Every day, relatively large amount of potentially infectious and hazardous waste are
generated in the health care facilities around the world. This project report intends to
highlight that the proper management of biomedical waste has become a worldwide
humanitarian topic today.

There is a big network of Health Care Institutions in India. Thus, it is very essential for
the hospital waste to be properly collected, segregated, stored, transported, treated and
disposed off in a safe manner to prevent hospital-acquired infection.

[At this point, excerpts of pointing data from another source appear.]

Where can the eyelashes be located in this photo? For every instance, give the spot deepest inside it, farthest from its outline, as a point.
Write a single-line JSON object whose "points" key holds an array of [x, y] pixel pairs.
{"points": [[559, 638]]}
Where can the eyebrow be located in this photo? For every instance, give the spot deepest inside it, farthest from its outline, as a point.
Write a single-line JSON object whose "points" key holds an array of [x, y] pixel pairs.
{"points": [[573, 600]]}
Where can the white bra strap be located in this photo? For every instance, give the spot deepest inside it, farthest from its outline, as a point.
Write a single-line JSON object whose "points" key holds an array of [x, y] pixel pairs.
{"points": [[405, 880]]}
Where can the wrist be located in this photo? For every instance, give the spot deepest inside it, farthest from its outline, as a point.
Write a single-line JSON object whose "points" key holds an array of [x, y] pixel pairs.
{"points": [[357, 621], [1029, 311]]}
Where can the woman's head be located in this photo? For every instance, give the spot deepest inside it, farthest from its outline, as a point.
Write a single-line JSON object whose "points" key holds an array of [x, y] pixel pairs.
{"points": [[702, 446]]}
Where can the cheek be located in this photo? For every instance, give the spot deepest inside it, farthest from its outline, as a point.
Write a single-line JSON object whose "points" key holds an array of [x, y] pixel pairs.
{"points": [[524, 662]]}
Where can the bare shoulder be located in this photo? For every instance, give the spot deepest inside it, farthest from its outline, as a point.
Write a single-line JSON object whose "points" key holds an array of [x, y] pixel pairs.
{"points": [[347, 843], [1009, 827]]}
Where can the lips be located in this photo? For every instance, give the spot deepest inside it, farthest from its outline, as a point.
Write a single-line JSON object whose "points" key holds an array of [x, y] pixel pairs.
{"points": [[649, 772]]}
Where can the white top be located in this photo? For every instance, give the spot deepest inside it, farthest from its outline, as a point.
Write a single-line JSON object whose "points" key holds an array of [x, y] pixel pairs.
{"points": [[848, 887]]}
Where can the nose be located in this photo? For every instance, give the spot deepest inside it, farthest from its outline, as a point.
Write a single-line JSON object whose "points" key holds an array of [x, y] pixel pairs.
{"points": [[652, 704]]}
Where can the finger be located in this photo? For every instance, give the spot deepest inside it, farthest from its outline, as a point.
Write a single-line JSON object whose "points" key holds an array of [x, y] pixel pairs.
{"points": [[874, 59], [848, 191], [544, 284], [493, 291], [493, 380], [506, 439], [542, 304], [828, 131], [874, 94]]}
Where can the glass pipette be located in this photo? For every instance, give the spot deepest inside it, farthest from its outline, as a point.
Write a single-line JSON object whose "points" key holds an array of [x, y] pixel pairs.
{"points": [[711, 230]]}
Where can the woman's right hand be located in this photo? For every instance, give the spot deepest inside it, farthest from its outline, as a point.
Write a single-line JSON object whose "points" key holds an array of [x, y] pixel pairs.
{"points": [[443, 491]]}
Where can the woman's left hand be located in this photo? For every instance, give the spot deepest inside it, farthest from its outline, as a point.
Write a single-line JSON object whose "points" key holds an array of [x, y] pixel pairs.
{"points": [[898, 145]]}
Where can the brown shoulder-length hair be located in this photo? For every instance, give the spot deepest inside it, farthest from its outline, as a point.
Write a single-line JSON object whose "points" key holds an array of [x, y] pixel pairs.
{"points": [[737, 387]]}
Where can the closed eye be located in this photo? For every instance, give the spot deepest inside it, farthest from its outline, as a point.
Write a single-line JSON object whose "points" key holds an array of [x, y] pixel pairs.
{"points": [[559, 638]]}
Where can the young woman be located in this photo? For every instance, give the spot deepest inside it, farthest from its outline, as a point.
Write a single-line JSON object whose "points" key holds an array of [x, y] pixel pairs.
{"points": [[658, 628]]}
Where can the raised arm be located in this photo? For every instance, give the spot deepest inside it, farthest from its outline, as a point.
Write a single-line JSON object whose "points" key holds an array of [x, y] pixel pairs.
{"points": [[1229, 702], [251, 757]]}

Health care waste is a heterogeneous mixture, which is very difficult to manage as


such. But the problem can be simplified and its dimension can be reduced considerably
if a proper management system is planned.
Incineration, non-Incineration, autoclaving, microwaving, etc. are examples of a few
methods used for BMW disposal.

Benefits of Biomedical Waste Management


´ Cleaner and healthier surroundings.
´ Reduction in the incidence of hospital acquired and general infections.
´ Reduction in the cost of infection control within the hospital.
´ Reduction in the possibility of disease and death due to reuse and repackaging of
infectious disposables.
´ Low incidence of community and occupational health hazards.
´ Improved image of the healthcare establishment and increases the quality of life.

Recommendations
1. Bio-medical waste should not be mixed with other waste of Municipal
Corporation.
2. Special vehicle should be assigned to collect waste from health care facilities and
carry it up to the main incinerator.
3. The whole of the waste should be fragmented into colors due to their hazardous
nature.
4. Housekeeping staff should wear protective devices such as gloves, face masks,
gowns, while handling the waste.

Medical wastes should be classified according to their source, typology and risk factors
associated with their handling, storage and ultimate disposal. The segregation of waste
at source is the key step and reduction, reuse and recycling should be considered in
proper perspectives.

We need to consider innovative and radical measures to clean up the distressing picture
of lack of civic concern on the part of hospitals and slackness in government
implementation of bare minimum of rules, as waste generation particularly biomedical
waste imposes increasing direct and indirect costs on society.

The challenge before us, therefore, is to scientifically manage growing quantities of


biomedical waste that go beyond past practices. If we want to protect our environment
and health of community we must sensitize ourselves to this important issue not only in
the interest of health managers but also in the interest of community.